Die Formen der direkten Demokratie sind in einem besonders starkem Maße der demagogischen Gefahr ausgesetzt. Warum ist das so? Als Demagogie bezeichnen Politikwissenschaftler Methoden, die genutzt werden, um Wähler, politische Entscheidet und die öffentliche Meinung zugunsten demokratiefeindlicher Einstellungen, Positionen und Entscheidungen zu beeinflussen. Dabei werden öffentliche Auftritte, bestimmte Formen der Rhetorik und einfache, in sich zunächst schlüssige Lösungen für komplexe Probleme angeboten.

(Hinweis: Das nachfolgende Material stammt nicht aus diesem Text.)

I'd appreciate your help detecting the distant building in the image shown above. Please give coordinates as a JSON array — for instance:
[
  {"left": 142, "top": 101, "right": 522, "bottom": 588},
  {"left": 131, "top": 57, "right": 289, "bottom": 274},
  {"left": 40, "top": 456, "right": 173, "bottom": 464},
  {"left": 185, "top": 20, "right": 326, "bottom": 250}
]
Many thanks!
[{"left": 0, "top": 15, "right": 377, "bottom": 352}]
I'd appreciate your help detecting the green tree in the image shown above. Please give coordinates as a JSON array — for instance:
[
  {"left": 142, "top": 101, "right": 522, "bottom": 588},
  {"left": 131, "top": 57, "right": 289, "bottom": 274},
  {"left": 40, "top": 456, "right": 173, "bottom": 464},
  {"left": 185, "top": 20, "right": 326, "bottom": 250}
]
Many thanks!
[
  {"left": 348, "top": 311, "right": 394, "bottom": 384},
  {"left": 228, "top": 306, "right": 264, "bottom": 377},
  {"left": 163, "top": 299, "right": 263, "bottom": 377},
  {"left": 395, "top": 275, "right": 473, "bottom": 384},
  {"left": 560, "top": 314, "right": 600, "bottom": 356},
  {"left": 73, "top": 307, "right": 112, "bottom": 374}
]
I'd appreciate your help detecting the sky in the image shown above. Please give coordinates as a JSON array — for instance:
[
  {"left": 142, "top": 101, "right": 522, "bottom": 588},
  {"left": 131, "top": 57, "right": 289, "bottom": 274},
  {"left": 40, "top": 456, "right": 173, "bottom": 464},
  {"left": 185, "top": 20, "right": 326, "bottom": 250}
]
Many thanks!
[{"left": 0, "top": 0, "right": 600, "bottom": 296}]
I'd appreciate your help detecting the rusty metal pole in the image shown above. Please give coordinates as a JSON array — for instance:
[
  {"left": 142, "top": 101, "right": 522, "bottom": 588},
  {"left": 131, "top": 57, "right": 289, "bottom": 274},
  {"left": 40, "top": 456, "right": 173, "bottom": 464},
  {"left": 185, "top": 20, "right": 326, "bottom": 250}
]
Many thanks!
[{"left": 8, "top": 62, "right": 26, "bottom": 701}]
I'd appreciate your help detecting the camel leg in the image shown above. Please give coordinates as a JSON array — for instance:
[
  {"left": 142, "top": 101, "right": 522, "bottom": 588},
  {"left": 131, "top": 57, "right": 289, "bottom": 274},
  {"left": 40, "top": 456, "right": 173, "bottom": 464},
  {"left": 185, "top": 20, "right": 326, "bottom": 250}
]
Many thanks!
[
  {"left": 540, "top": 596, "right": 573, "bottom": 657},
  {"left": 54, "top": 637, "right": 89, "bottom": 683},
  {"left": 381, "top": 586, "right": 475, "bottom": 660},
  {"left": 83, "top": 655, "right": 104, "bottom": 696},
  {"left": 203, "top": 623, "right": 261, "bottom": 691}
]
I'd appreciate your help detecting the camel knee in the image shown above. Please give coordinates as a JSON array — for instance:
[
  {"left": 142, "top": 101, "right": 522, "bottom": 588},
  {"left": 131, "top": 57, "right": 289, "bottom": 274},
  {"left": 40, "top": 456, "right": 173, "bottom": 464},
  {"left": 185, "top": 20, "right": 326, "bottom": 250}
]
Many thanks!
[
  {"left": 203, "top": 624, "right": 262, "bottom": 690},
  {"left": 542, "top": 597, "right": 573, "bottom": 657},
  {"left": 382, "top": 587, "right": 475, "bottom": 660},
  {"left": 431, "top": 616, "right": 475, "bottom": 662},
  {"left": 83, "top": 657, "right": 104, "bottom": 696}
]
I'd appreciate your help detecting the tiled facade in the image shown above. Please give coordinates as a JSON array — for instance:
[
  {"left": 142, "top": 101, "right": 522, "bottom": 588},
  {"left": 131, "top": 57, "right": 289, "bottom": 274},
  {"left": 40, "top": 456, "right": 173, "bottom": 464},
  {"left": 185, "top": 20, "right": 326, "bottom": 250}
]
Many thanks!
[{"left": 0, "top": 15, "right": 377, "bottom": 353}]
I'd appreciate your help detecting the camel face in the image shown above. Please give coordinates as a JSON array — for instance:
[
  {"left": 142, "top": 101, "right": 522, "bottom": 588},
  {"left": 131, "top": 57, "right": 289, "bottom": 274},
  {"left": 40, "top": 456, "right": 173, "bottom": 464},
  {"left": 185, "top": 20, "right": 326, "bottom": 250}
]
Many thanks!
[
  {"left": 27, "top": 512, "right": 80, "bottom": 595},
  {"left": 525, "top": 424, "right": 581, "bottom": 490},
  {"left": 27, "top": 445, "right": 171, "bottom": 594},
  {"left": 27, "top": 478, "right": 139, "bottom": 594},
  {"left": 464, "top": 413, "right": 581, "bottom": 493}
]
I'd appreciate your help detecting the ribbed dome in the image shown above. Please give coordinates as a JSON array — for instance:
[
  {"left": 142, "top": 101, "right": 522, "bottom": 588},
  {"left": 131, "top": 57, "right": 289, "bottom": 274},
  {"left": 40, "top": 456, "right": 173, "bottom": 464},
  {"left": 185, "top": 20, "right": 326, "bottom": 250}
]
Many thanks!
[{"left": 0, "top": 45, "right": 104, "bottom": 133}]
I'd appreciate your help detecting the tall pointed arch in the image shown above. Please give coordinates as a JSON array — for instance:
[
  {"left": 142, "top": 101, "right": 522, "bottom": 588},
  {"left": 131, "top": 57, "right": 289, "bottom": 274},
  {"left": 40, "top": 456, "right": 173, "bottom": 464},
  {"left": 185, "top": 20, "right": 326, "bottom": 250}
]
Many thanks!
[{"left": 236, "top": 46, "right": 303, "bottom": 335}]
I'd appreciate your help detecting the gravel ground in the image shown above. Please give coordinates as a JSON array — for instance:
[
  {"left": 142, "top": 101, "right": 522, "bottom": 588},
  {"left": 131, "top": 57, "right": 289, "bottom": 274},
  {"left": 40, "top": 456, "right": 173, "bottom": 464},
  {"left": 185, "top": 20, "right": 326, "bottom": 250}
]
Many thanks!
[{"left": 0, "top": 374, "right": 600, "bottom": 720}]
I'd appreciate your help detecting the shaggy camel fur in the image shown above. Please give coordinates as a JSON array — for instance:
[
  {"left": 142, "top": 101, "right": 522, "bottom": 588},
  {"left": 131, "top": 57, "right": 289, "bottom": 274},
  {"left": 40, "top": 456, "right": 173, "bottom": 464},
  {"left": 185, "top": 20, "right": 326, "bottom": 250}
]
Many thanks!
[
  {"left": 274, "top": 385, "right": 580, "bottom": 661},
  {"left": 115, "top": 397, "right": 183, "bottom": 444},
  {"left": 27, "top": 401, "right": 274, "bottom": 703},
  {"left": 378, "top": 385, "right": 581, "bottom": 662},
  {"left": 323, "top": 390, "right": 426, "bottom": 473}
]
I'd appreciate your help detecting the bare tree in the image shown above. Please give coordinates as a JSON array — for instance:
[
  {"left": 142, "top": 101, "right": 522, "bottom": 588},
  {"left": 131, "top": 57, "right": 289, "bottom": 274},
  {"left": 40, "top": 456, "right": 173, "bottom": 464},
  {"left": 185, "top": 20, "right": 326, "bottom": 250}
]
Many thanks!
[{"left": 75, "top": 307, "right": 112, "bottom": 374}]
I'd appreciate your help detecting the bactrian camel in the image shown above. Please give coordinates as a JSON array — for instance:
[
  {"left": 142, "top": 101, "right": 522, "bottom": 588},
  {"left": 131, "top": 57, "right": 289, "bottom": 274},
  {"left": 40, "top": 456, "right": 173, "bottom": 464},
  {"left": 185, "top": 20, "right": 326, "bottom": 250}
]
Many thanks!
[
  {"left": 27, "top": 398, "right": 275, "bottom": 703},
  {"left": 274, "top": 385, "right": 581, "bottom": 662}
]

Die „Volksverführung“, so die Übersetzung von Demagogie, dient dann anderweitigen Zwecken. Häufig sind dies Machterlangung, Machterhalt über die Grenzen der bis dahin herrschenden Verfassung hinaus oder die Durchsetzung von einzelnen, wenig demokratischen Programmpunkten eines bestimmten Parteiprogramms oder einer gewissen Weltanschauung. Demagogen gibt es auch, wenn ein demokratisches System auf repräsentative Formen setzt. Sie haben es dann aber aufgrund von eingebauten institutionellen Schranken des parlamentarischen Betriebs schwerer, zum Zuge zu kommen.
Basisdemokratie als Nährboden
In basisdemokratischen Systemen haben es demagogische Strömungen viel bessere Voraussetzungen für einen Erfolg. Wenn alle Wähler oder Bürger Teil des demokratischen Prozesses sind, können einfache Botschaften und simplifizierende Antworten viel eher durch den öffentlichen Auftritt in das politische Leben getragen werden.
Dazu kommt, dass demagogisches Gedankengut ein sich selbst verstärkendes Phänomen in der Basisdemokratie werden kann. Während einerseits die demagogische Strömung als Meinung in den politischen Betrieb und in die Formen der Abstimmung gelangt, wird sie durch die Partizipation am politischen Prozess an sich noch weiter salonfähig. In der Folge verschieben sich die Grenzen innerhalb von Debatten, da in der Basisdemokratie zunächst jeder Teilnehmer auch Agendasetter ist und somit auch den Fortgang der Diskussion beeinflusst.
Grenzen des Debattenraumes
Wenn die Grenzen des Diskussionsraums in Richtung der demagogischen Argumente aufgeweicht sind, dann kommt es unweigerlich zu einer Erosion der Diskussionskultur im Parlament und der Bevölkerung. Dies ist auch darin begründet, dass der Demagogie immer auch ein systemfremdes Element innewohnt. Ob damit auch zwangsläufig eine Erosion der Diskussionskultur und schließlich des gesamten Entscheidungsprozesses einhergeht, darf als fraglich angesehen werden.
Allerdings sprechen namhafte und langfristig angelegte Untersuchungen in Soziologie und Politikwissenschaft dafür, dass die Demagogie in einem demokratischen System entweder nur als Minderheitenmeinung existieren kann oder zwangsläufig zu einer Erosion von Entscheidungsstrukturen beiträgt. Doch auch basisdemokratische Systeme können sinnvolle Regelungen gegen einen demagogischen Einfluss errichten. Dazu gehören vor allem eine starke politische Volksbildung, eine gut aufgestellte und pluralistische Medienlandschaft und ein mehrstufiges, durch eine sachkundige Verwaltung flankiertes Entscheidungssystem.